Guillaume Guillon Lethière. (1760-1832)
Portrait par Julien Léopold Boilly (1822)
Pour ceux qui ne le connaissent pas, situons brièvement l’artiste. Dans un article publié en 1865, Charles Blanc, critique d’art et ancien directeur des Beaux-Arts en France, nous apprend que «Guillaume Guillon Lethière est le fils naturel de Pierre Guillon, blanc de Saint Pierre de la Martinique, Procureur du Roi à la Guadeloupe et de Marie-Françoise, dite Pepeye, esclave noire affranchie de La Guadeloupe». Il est donc un mulâtre. Installé en France avec son père, il débute cette formation artistique qui fera de lui plus tard un peintre néo-classique français de talent. C’est en avril 1988 que le Guadeloupéen Gérard-Florent Laballe et Geneviève Capy ont fondé l’Association des amis de Lethière pour mieux faire connaître l’artiste et son œuvre.
L’art tirerait sa grandeur, dit-on, du fait qu’il rend présent
La liberté est une notion abstraite que nous expérimentons et connaissons par le biais du sentiment.
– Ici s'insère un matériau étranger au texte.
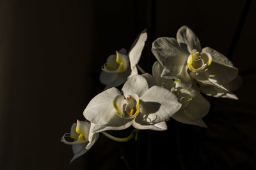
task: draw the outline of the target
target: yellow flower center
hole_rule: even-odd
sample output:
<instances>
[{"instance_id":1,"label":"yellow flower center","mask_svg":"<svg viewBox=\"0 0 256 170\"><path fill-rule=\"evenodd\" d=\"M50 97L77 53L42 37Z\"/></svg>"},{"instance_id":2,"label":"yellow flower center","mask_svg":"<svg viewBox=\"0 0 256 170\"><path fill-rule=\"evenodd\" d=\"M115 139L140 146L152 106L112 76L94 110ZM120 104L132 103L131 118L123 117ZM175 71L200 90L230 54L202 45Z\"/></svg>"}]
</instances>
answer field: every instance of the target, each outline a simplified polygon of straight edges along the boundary
<instances>
[{"instance_id":1,"label":"yellow flower center","mask_svg":"<svg viewBox=\"0 0 256 170\"><path fill-rule=\"evenodd\" d=\"M212 59L209 53L199 53L193 50L188 59L188 66L193 72L206 71L212 63Z\"/></svg>"}]
</instances>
C’est dire que nous sommes libres parce que nous avons le sentiment de l’être. Puisqu’abstraite, la liberté ne peut être représentée que par l’allégorie. Ainsi, devant Le Serment des Ancêtres nous sommes en présence d’une allégorie qui est particulière en ce sens qu’elle réunit un ensemble de notions à travers un petit nombre de figures; d’où sa complexité. Signalons par ailleurs que l’artiste, puisqu’il a choisi l’allégorie, a pris la liberté de représenter un moment qui n’est inscrit dans aucun livre d’histoire. En effet, jamais il a été rapporté que Pétion et Dessalines se soient retrouvés autour d’un Autel de la patrie pour faire ce serment créateur de la nation haïtienne. C’est donc une scène imaginée mais vraisemblable. A cela on pourrait appliquer cette citation de l’américain Joseph Campbell : «un mythe est ce qui n’a jamais été et qui pourtant est toujours». Quel est donc ce mythe que Lethière a voulu illustrer?
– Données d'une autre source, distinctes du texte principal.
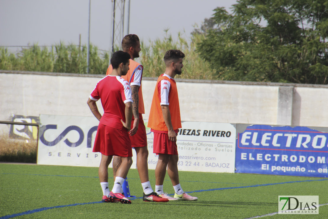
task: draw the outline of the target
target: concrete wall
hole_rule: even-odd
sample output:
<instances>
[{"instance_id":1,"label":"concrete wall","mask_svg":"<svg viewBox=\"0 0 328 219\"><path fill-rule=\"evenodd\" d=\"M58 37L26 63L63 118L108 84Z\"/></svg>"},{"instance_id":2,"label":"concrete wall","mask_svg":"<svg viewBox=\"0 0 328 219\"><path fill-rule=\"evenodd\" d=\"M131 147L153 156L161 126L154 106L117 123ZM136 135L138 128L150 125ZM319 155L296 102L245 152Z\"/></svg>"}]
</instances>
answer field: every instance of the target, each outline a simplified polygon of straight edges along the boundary
<instances>
[{"instance_id":1,"label":"concrete wall","mask_svg":"<svg viewBox=\"0 0 328 219\"><path fill-rule=\"evenodd\" d=\"M0 120L9 121L14 115L92 116L87 100L103 77L0 70ZM143 78L145 119L156 79ZM176 80L184 121L328 125L328 85ZM102 113L100 101L97 105Z\"/></svg>"}]
</instances>

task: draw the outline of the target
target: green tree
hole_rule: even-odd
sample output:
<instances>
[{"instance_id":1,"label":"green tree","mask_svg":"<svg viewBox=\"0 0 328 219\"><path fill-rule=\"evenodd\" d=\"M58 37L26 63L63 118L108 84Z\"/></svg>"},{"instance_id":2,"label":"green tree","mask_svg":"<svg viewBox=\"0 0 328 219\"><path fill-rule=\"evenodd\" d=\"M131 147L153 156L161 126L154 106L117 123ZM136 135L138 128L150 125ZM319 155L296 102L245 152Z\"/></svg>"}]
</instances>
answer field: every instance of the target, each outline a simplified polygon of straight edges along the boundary
<instances>
[{"instance_id":1,"label":"green tree","mask_svg":"<svg viewBox=\"0 0 328 219\"><path fill-rule=\"evenodd\" d=\"M219 79L328 83L328 1L237 3L214 10L217 26L197 47Z\"/></svg>"}]
</instances>

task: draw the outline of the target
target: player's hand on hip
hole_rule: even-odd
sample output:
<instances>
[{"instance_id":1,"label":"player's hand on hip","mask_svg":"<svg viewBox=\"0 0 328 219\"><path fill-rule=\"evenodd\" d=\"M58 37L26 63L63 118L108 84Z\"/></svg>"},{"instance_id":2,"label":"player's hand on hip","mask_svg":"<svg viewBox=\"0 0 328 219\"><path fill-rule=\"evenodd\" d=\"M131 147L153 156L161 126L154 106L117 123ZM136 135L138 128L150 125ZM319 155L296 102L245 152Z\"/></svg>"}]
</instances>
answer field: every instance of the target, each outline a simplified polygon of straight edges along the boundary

L’une des définitions données au mot mythe est la suivante : «Évocation légendaire relatant des faits ou mentionnant des personnages ayant une réalité historique, mais transformés par la légende.» Guillaume Guillon Lethière avait appris l’humiliation et la fin tragique réservée à Toussaint Louverture. Il avait vécu de près les avaries subies par son ami le Général Alexandre Dumas, à cause de ses origines. Lui-même, mulâtre, n’a pas non plus été à l’abri de remarques déplaisantes, de préjugés. Il lui fallait montrer dans une œuvre la grandeur de cette race à laquelle il appartient. Il a alors choisi de camper un mulâtre et un noir, deux de ces hommes vaillants qui ont lutté pour libérer un peuple de l’esclavage et en se faisant, rendre indépendant le pays d’Haïti. Pour montrer qu’il était effectivement de cette race, il a pour la première fois dans sa carrière, spécifié a côté de sa signature «né à la Guadeloupe».
En observant le tableau, on peut constater que le premier plan est fait de deux parties. Dans la partie supérieure de l’image se trouve un personnage à la barbe blanche descendant du ciel, entrouvrant les bras en direction de deux officiers. L’iconographie traditionnelle chrétienne permet, sans équivoque, d’identifier ce personnage barbu à Dieu. Par ailleurs, ce personnage est identifié par le mot Yahvé écrit en caractères hébraïques dans un triangle lumineux au-dessus de sa tête.
Guillaume Guillon Lethière Le Serment des Ancêtres (1822)
Dans la partie inférieure se trouvent deux hommes vêtus d’uniformes de grande tenue qui signalent leur rang et, un peu comme des hussards, leur courage exceptionnel. Ces uniformes les situent dans leur temps. Ils ne nous viennent pas d’une quelconque antiquité comme dans beaucoup d’allégories. Ils sont dans une position dynamique mais stable. Sous leurs pieds, des chaines brisées disent leur victoire sur l’esclavage.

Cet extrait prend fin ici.